I. Le Couronnement Impérial : Le 2 Décembre 1804 ✨
Le couronnement de Napoléon Ier a lieu le 2 décembre 1804. Cette journée est immortalisée par la toile de Jacques-Louis David, Le Sacre de Napoléon (1807), qui saisit le moment précis où Napoléon s’apprête à couronner l’impératrice Joséphine, prenant la couronne impériale des mains du pape Pie VII.
1.1. La Justification Politique de l’Hérédité Impériale
Contrairement à une prise de pouvoir arbitraire, l’Empire est né à la demande du Sénat. Initialement, l’instauration de l’Empire était perçue comme un moyen de « protéger » la République. L’historien américain Steven Englund partage l’idée selon laquelle, si le Consulat s’était effondré, l’ordre public aurait été brisé.
L’Empire, en tant qu’institution héréditaire, avait pour but d’assurer la pérennité des valeurs républicaines. L’hérédité du titre était censée prémunir le pays des bouleversements et de la perte des acquis révolutionnaires, même en cas de décès de Napoléon Bonaparte. Cette double identité est attestée par les monnaies impériales, qui portaient la mention « Napoléon Empereur – République française » jusqu’en 1808.
Des observateurs contemporains, comme la comtesse de Rémusat, notent que les « hommes fatigués des troubles révolutionnaires » voyaient en Bonaparte celui qui les « sauverait des dangers d’une anarchie tumultueuse » et qui leur apporterait « le repos sous la domination d’un maître habile ».
1.2. Une Création Symbolique : Hériter de Rome et de Charlemagne 🏛️
Le passage de la République à l’Empire nécessitait l’établissement d’une tradition impériale inexistante auparavant, ce qui a exigé la création de nouvelles armoiries et d’objets symboliques. Napoléon, désireux de se présenter comme un rassembleur, a choisi d’associer à son règne des images historiques puissantes, représentant la France et les pouvoirs forts européens.
Les symboles utilisés lors du sacre étaient fortement codifiés et chargés de références historiques :
- L’Aigle Impériale : Elle est choisie en référence aux aigles romaines portées par les légions. Elle est également le symbole de Charlemagne, adoptant l’aspect de l’aigle éployée.
- La Pourpre de l’Imperium : La couleur rouge du manteau impérial est une référence directe à la pourpre de l’imperium romain. Par ces choix, Napoléon se posait en héritier de l’Empire romain et de Charlemagne.

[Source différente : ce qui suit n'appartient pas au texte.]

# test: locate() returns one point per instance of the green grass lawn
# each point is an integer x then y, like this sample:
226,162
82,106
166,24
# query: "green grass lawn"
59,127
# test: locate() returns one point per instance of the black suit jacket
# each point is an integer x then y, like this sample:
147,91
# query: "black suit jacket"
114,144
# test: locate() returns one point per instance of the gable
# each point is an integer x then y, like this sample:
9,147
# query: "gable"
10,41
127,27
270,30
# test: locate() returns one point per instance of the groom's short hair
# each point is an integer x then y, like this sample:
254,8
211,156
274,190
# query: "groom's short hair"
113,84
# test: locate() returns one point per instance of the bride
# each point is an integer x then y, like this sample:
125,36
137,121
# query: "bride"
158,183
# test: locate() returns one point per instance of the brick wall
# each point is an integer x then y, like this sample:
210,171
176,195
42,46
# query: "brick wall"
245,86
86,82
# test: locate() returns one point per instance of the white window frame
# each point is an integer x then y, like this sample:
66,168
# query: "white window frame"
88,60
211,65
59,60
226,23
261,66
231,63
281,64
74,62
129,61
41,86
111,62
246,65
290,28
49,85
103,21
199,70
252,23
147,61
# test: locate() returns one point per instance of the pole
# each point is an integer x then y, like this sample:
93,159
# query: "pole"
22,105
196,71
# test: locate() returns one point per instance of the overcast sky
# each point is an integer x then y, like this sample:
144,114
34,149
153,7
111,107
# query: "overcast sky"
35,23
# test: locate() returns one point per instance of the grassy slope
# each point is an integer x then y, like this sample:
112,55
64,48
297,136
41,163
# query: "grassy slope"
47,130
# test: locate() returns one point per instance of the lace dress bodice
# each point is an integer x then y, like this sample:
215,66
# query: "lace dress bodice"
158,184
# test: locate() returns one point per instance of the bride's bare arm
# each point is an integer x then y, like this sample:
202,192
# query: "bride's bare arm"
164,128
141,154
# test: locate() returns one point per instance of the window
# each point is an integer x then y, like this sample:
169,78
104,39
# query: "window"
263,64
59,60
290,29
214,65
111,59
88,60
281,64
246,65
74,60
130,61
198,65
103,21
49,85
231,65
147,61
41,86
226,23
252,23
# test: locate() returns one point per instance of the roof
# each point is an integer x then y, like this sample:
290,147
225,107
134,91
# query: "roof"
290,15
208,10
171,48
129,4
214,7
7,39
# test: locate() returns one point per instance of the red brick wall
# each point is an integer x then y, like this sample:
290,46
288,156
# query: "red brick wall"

- Les Abeilles : Ces broches, retrouvées dans des tombeaux de cette époque, sont censées rappeler la dynastie des Mérovingiens. Leur disposition sur les armoiries et le manteau impérial visait à évoquer les fleurs de lys des Capétiens.
- La Main de Justice : Utilisée par les Capétiens lors des sacres royaux, son usage par l’Empereur signalait qu’il était l’héritier de leur pouvoir.
En associant ces différents symboles, Napoléon cherchait à montrer qu’il était le fondateur de la « quatrième dynastie », celle des Bonaparte, venant après les Mérovingiens, les Carolingiens et les Capétiens.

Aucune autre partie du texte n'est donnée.